### A Review of the Graph as a Data Structure

Remember graphs...

• G = (V, E)
• V is a set of vertices
• E is a set of edges, pairs of vertices
• such networks used to model all sorts of problems

Most of you studied trees in a data structures course. A tree is a special kind of graph: the edges are directed, there are no cycles, and there are no "tangles". The vocabulary of graphs should sound familiar. The basic search algorithms will, too.

This reading will only scratch the surface of graph algorithms. We will do more in later sessions this semester.

### An Exercise: Design

Develop a divide-and-conquer algorithm to count the number of leaves in a binary tree.

Written in the textbook style, this algorithm seems unnatural to me:

```    algorithm leafCount(T)
output    number of leaves in T

if T = ∅
return 0
else if TL = ∅ and TR = ∅
return 1
else
return leafCount( TL ) + leafCount( TR )
```

What is the basic operation for this algorithm's efficiency? The comparison. How many comparisons does this algorithm make?

```    C(0) = 1
C(T) = 3 + C( TL ) + C( TR )
```

We can solve this kind of recurrence relation as we solve any other. The complication is that the two subtrees can have vastly different sizes and shapes. Let's save solving them for later.
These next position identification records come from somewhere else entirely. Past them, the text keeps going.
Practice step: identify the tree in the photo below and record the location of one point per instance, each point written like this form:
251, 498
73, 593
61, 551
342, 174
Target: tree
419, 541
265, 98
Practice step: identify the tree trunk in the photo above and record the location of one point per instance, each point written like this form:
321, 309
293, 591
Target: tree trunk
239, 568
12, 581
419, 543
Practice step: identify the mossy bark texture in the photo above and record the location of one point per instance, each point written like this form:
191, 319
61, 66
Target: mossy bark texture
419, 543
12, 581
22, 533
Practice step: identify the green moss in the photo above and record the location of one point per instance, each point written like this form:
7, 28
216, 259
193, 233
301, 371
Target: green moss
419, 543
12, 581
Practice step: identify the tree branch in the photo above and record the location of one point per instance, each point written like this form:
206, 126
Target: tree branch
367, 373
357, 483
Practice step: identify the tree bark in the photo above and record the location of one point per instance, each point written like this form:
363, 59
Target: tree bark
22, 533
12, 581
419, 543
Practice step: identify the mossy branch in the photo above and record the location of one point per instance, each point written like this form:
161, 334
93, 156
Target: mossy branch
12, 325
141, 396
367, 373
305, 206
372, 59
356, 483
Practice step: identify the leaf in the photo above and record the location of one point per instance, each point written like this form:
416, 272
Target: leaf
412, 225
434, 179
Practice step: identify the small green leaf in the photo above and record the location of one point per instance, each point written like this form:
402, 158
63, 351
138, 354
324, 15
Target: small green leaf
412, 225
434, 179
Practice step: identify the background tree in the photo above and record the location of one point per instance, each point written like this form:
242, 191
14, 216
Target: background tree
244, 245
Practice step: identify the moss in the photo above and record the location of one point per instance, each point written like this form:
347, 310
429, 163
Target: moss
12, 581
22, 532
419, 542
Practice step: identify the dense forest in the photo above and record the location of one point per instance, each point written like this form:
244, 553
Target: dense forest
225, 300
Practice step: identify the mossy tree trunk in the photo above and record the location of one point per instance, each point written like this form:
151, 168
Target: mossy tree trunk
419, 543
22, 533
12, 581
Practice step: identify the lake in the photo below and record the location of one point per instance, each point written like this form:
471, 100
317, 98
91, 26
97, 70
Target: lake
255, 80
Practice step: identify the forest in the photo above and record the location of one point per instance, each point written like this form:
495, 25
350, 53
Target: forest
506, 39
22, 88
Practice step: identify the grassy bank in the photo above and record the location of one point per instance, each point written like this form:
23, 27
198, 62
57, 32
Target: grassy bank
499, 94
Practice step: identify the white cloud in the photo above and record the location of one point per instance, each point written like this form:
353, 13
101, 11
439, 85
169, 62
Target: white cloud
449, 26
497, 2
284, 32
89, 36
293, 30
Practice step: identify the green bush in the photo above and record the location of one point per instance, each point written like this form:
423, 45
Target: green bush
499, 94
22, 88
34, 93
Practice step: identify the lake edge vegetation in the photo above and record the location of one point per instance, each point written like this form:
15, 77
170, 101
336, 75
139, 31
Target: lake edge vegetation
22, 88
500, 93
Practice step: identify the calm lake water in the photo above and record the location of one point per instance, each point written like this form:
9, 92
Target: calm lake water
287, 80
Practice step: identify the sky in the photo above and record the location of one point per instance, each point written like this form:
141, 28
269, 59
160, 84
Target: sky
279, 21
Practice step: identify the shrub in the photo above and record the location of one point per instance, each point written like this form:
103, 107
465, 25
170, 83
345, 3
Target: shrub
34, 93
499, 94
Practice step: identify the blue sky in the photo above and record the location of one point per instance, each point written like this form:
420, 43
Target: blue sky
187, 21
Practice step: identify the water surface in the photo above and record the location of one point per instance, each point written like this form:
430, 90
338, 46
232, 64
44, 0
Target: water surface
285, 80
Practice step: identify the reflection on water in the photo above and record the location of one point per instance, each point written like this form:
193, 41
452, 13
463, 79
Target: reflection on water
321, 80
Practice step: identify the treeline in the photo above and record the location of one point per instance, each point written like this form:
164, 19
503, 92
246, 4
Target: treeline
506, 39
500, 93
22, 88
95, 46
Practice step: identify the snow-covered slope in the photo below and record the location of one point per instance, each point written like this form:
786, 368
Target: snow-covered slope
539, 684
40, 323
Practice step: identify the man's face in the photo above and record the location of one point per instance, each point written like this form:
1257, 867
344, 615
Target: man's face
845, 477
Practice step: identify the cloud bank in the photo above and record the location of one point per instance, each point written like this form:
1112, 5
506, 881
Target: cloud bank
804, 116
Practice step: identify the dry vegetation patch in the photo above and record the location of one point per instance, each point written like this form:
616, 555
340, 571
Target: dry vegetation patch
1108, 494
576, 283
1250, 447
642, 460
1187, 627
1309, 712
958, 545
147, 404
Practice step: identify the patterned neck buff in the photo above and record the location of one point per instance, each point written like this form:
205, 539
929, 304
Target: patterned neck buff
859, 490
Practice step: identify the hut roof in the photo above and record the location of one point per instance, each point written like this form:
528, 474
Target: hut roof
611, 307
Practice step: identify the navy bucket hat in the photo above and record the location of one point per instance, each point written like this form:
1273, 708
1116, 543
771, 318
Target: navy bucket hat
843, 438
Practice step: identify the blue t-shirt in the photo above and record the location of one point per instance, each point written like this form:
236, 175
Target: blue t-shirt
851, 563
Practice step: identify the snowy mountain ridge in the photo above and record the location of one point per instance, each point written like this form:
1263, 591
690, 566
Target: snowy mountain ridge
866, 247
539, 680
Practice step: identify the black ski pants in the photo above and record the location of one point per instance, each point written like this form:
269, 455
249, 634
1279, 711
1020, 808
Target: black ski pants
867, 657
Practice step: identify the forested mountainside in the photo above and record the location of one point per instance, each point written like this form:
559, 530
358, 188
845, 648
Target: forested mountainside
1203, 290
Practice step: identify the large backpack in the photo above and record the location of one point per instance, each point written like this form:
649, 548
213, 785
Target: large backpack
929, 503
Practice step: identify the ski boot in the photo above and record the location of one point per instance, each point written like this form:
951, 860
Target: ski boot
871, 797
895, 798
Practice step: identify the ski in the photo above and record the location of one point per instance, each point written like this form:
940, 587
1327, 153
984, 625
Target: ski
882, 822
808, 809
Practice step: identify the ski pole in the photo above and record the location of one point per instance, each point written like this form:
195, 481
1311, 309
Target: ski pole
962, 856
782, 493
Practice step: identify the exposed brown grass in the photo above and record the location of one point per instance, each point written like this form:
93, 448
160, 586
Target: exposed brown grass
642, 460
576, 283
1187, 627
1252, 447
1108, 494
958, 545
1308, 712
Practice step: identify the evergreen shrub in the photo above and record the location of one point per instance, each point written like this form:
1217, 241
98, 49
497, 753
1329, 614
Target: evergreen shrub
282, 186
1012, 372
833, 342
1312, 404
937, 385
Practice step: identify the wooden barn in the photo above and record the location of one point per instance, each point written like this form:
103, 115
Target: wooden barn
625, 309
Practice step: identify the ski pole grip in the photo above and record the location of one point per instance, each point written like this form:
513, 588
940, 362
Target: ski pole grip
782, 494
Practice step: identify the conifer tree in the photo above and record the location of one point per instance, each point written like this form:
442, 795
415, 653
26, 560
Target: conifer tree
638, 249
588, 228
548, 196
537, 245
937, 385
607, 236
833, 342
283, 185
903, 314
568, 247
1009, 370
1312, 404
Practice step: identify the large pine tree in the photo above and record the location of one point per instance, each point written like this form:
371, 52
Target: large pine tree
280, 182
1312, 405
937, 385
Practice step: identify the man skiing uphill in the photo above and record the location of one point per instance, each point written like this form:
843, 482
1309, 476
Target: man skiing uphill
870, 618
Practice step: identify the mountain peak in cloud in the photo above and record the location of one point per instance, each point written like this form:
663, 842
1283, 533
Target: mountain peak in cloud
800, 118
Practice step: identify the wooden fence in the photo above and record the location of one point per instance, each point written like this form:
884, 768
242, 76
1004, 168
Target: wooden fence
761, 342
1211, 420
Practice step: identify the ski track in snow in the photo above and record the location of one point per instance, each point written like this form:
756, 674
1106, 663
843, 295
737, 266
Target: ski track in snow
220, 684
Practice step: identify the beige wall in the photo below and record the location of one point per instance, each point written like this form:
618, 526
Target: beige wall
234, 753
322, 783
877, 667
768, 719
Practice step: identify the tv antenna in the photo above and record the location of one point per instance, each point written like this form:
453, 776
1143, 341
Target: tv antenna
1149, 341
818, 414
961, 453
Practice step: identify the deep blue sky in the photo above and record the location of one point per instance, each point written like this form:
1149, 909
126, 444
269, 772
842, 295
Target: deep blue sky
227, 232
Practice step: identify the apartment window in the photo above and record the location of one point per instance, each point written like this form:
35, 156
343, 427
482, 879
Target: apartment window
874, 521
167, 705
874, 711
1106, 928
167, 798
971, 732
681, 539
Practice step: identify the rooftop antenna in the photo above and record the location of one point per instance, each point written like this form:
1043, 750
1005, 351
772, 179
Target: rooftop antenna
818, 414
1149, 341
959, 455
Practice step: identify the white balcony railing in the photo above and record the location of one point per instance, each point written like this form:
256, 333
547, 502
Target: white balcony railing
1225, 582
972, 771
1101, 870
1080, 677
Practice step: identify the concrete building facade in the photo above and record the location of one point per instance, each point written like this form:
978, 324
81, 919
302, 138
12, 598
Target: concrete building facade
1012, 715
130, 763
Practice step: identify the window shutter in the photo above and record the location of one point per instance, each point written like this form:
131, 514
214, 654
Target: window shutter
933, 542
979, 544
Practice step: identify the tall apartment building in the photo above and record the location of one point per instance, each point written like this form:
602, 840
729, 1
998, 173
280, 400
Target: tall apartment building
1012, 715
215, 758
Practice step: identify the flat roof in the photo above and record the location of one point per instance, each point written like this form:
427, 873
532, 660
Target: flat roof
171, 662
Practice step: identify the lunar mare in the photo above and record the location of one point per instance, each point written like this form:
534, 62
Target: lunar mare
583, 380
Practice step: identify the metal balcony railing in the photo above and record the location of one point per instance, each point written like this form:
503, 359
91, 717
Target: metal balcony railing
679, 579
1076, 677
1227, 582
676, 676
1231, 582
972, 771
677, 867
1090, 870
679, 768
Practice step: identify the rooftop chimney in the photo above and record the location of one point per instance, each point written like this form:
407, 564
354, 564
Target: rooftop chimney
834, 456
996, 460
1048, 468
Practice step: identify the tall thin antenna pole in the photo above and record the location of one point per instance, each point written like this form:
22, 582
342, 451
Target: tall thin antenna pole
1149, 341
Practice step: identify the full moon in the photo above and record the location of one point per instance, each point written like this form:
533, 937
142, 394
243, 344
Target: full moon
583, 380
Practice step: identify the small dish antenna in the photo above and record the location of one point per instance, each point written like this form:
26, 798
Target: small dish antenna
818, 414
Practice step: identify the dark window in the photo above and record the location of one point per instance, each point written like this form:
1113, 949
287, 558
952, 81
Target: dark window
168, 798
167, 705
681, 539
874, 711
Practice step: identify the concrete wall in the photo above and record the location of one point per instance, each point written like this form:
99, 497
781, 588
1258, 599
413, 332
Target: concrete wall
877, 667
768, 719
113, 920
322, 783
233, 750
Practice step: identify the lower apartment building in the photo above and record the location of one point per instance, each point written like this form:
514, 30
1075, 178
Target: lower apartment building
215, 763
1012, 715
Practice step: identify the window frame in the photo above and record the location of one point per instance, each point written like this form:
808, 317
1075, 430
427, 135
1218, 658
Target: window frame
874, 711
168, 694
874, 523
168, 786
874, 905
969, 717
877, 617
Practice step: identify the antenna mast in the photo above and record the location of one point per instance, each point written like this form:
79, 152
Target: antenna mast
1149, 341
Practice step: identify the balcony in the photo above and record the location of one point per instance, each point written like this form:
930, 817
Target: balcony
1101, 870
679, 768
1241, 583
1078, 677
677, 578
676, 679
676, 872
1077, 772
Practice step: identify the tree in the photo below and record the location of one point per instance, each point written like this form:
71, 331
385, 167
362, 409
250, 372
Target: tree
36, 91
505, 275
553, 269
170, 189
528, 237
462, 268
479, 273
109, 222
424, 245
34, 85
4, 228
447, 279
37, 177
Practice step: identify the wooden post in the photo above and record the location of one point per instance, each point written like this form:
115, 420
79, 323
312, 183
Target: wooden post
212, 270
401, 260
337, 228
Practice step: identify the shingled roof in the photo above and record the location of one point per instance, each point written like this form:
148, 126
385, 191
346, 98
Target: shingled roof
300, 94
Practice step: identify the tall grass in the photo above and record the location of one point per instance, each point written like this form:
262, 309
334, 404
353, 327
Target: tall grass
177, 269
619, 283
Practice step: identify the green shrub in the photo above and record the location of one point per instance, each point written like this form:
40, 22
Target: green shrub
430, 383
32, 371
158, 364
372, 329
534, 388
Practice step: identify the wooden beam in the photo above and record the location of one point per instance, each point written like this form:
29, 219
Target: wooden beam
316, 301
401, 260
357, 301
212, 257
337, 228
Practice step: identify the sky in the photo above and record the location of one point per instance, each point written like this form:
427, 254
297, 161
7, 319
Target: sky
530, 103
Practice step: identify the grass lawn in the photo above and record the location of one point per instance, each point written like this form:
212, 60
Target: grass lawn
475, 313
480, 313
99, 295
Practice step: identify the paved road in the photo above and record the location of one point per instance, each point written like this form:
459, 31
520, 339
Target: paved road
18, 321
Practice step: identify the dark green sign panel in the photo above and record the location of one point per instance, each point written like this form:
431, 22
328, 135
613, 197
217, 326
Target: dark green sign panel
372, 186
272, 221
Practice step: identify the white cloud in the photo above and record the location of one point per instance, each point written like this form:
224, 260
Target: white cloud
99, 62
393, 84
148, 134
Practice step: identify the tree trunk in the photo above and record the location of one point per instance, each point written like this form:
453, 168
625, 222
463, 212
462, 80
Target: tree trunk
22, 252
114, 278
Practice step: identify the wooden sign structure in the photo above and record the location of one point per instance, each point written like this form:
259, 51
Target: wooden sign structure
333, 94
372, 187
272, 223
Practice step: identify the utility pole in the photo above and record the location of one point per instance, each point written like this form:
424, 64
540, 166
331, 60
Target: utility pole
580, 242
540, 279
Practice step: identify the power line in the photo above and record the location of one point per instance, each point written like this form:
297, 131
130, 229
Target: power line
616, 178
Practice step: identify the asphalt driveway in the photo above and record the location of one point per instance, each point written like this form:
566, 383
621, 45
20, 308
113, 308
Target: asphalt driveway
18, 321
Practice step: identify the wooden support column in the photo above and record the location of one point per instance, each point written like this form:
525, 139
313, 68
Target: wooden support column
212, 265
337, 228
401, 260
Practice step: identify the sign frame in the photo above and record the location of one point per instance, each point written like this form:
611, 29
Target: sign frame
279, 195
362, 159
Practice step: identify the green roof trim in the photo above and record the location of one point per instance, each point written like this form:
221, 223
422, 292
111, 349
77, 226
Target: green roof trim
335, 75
Notice how an OOP implementation of trees changes the nature of the algorithm's run-time efficiency. Using polymorphic objects, empty trees will be objects. This shifts the decision of whether a tree is empty to object construction time... which makes algorithms such as these run faster because we don't need to make any comparisons made at all! In that case, what is the basic operation?

### Operating on Graphs

Divide/decrease-and-conquer are natural ways to work on graphs, as the edges out of a vertex provide a natural way to split of a graph into subgraphs. Processing all vertices -- as the standard pre-, in-, and post-order traversal algorithms do -- can be implemented with divide-and-conquer. Searches tend to be decrease-and-conquer. In particular, breadth- and depth-first search are decrease-by-one algorithms. Search in a binary search tree is decrease-by-half. Search in a k-ary search tree is decrease-by-(k-1)/k).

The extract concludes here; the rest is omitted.